Me and my lines

In my life, there is a Before and an After.

I was born in a body that would age to hold stories — stories spanning my land and stolen lands, stories spanning my heart and foreign hearts. Swaths of brown skin caged a soul and cushioned a heart that would witness revolutions within my body and outside of it.

You see, being born in a body with a vulva accompanied conditions of existing — conditions meant to keep me in check before I could even pinch a pencil between my stubby fingers.

Conditions were drafted with the notion of keeping my dignity, body and heart safe. Conditions were set because liberation was a threat to the expectations my family held for me.

The knowledge to wield a rolling pin, to roll bread and scrub greasy dishes were essential if I hoped to please my potential husband and his family. My fat thighs with gigantic dark birthmarks, my big nose and lips were seen as “ugly.”

My family also never signed up for my sharp tongue and sharper opinions. Instead, they encouraged a meek attitude and hums of acquiescence — indicators of a sophisticated and appropriate upbringing.

Respect, obedience, sweetness, hard work and compromise were the pillars on which my personhood was to be founded. These values had to be at my core; they would hold my skin tight, my bones together. Without them, I was a loose leaf at the bottom of some man’s teapot, ready to be discarded after he was done sipping on his chaha. But even then — especially then — I wouldn’t be free.

I couldn’t simply be an object — I had to be a prize; always the best, and never in control of my own fate.

On August 30, 2021, I first set my foot on this stolen land called “Vancouver,” convinced there was no eraser strong enough to eradicate the boundaries keeping me hostage, and no glue sticky enough to hold me together.

I was sure that I was watching a movie. I was a bystander in other people’s lives — ones much more interesting than mine, lived by people who ignited my envy for their bodies not caged within limits and boundaries.

But I never forced myself to look past the flesh and the face.

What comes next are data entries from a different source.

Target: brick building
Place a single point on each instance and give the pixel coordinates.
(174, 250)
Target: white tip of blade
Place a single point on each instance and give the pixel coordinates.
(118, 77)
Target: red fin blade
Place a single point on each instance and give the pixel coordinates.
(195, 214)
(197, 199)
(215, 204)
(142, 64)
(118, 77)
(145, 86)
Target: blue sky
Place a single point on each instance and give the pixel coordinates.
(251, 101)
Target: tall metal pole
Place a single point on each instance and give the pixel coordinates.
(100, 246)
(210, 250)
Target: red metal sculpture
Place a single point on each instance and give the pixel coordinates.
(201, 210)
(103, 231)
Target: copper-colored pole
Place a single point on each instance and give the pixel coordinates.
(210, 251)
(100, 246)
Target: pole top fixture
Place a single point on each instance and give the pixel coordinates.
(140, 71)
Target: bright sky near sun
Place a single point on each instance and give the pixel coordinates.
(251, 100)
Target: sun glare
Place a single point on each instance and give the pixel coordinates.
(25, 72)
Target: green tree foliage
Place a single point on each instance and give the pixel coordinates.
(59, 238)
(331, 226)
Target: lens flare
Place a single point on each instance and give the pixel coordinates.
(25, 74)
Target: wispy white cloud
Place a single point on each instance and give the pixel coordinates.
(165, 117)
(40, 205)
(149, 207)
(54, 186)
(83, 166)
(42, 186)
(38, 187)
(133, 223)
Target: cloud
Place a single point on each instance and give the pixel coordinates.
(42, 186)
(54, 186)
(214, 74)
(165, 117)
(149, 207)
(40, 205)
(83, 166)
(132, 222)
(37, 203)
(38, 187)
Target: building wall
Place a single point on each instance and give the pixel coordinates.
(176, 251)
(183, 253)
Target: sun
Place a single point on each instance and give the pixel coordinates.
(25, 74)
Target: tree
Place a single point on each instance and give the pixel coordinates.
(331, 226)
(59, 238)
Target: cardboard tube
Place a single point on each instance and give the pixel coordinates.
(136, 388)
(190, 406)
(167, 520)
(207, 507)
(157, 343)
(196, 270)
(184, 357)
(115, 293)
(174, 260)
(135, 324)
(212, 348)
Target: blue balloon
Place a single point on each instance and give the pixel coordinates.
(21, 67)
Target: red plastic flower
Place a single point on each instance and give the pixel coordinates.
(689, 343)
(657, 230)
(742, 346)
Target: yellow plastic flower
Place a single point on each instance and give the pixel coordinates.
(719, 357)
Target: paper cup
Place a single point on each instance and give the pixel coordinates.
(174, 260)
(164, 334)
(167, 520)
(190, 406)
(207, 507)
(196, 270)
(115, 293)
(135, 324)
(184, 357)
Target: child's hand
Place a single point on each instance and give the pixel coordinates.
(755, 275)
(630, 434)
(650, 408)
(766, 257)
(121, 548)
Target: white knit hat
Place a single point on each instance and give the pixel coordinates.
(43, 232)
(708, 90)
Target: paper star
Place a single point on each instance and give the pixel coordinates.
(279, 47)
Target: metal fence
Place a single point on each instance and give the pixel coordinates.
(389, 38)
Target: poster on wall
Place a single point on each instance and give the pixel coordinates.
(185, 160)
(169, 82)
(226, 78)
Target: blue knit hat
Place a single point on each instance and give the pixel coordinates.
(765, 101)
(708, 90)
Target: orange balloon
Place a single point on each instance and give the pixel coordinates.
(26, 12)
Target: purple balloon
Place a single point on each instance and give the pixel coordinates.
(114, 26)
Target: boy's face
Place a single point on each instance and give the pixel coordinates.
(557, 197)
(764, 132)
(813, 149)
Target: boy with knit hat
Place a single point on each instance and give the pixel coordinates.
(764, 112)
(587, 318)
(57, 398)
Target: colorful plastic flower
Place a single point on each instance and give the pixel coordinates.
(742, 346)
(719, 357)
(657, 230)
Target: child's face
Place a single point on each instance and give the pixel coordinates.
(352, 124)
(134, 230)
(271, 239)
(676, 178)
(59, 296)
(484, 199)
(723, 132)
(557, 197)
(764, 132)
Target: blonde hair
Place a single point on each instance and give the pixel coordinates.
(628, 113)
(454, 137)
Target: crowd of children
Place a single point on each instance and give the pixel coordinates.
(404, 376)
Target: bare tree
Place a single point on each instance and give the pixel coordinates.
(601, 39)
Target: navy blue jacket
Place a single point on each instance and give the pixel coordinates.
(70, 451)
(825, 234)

I could only see their limbs held together with confidence, hear sharp syllables form witty remarks, arms flung around their buddies, faces and eyes brighter than my Diwali lanterns. I never looked at the big picture; I simply accepted that they were a model of perfection that I would never reach.

I would have kept wallowing in self-pity had the After not appealed to me more.

This After held promises of independence, freedom, choice, Queerness, friendship, sex, pleasure and — best of all — a gradual shrinking of self-doubt and the start of my quest for liberation.

I had always anticipated roadblocks, but there were unprecedented factors I hadn’t considered at all, mostly because I thought I was being too idealistic in dreaming about them: love and community. Two things I grew up believing would be my Achilles heels if I fell head first into them.

I had always been told that interdependence would make me weak and put my heart at risk, so to witness and experience love and community took practice and willingness. I didn’t achieve self-love overnight or have a grand epiphany of all the potential and greatness I held.

The first time I went to a Queer Halloween party, I witnessed love interlocking people’s hands, love tying strangers together, nudging us to share our stories.

Love saw me through the first time I went against my instinct to contain anger and grief, and instead stepped into radical spaces where common values tied yet another group of strangers together. We were fraught with the same hunger for liberation, victims to the same systems of oppression. Yet none of us lacked love for the world.

Once, I wore my low cut pink dress that clung to my tummy rolls and made me not want to breathe or drink lest I look more like a stuffed teddy bear than a Barbie. But not a single scathing word or barb was hurled in my direction. I was amongst big bodies, mid-sized bodies. Bodies carrying cellulite and warm smiles and affection and reassuring words.

I felt and witnessed love in these moments. Moments that contradicted my history and subverted my expectations. Moments that were normal to some, but only existed in the After for me.

“The world isn’t full of people out to hurt me, after all,” I thought to myself. “It’s not as harsh, and I don’t always have to be so strong,” I reasoned with my heart.

Moments of tenderness still catch me off guard. For a few seconds I am unsure what to make of them, whether I should allow myself to revel in whatever emotion threatens to overcome me or keep clinging to the fading lines that previously defined me. They’re familiar after all; familiar, but hated.

I loosen my grip on these lines: lines of shame, disgust, woman, more shame. I let myself feel. Let myself love and witness love.

The old lines and limits are not fully faded and my skin feels the same, but my blood doesn’t. My body is shifting — outlines cracking and realigning, rubbing off, reforming themselves into new ones. The stench of the old boundaries might still cling to my skirt, but I don’t pay them much heed.

I’m still not free. I’m still oscillating between moments of tenderness and the harsh realities of my world. I’m still aware of the ways my body and identity limit what I can do, who I talk to, what they say to me. I’m still aware of my voice cracking when I’m demanding the right to be liberated.

I’m still not free because others aren’t, but because love has tied us together, our freedom shall come together. All the lines caging us will be rubbed off at once.

I’m so much freer than I used to be. I’m holding onto love, toppling cracked walls of oppression, chipping away at constraints of suppression.